Hyderabad, March 15, 2017
Credit rating services major ICRA is set to come out with first set of ratings for a toll road project, a transmission network and an annuity road project under the new expected loss based credit rating approach for the infrastructure sector.
The moves comes in the backdrop of the Union Budget of 2016-17 expressing the need for a new rating approach for infrastructure company and initiatives of the Ministry of Finance and new norms formulated and announced by ICRA for the infrastructure sector.
The new rating framework comments on the expected loss of a project entity and factors in the probability of default and the recovery prospects, Shubham Jain, Vice president, ICRA, told Business Line.
The new rating approach enables better risk-based pricing and can also help in opening up long term funding avenues for the sector.

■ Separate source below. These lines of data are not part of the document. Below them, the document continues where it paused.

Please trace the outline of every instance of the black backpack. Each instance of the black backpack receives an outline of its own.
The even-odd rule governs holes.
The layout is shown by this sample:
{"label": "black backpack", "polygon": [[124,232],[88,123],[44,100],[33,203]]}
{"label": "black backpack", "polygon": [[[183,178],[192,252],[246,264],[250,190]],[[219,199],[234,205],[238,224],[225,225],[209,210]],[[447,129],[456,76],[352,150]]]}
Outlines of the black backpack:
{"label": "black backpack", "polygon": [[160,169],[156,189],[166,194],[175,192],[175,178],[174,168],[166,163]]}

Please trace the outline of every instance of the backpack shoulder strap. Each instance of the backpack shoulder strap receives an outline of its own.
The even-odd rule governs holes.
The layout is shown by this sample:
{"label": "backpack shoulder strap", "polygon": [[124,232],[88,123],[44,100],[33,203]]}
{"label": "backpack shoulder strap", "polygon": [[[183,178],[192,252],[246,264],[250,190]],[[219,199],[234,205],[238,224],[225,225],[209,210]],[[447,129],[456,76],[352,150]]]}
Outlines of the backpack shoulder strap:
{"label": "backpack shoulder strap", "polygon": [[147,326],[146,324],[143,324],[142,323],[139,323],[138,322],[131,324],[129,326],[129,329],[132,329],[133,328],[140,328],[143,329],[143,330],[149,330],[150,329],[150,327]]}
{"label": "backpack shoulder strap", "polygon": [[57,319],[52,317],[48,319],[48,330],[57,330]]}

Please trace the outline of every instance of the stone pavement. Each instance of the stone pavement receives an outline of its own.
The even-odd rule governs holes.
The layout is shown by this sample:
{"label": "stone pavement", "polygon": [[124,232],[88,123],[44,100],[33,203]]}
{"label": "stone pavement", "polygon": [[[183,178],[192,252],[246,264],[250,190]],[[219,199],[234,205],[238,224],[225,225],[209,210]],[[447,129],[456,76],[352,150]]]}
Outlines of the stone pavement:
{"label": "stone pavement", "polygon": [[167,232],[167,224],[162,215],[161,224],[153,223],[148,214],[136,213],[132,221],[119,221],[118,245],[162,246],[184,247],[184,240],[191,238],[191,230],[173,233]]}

Apart from being useful for fundamentally strong projects which face temporary cash flow mismatches during the extended lifecycle of the project, they would give a clearer picture of the finances, Jain explained.
Explaining the rationale of the new system, Jain said that the new rating system will focus on the overall recovery of dues by the investor or lender, a metric that can be evaluated subsequently. This makes this scale amenable to get itself evaluated for its differentiating and predictive capability.
The new rating approach factors in issues beyond the control of the company. Take the case of demonetisation and its impact on a road project. A good project could have been impacted due to issues relating to demonetisation where toll collection was suspended for about three weeks.
Jain expressed the need to develop alternate funding avenues as currently banks and NBFCs are overburdened by infrastructure credit. Among other factors, it limits their ability for fresh lending.
Jain said “Emerging avenues like Masala Bonds, InvITs, and NIIF have the potential to significantly improve the infrastructure funding landscape in India. However, these being new products would require consistent regulatory support and investor acceptance.”
The rating agency official expressed that there was need for alternate funding avenues necessary for sustainable improvement.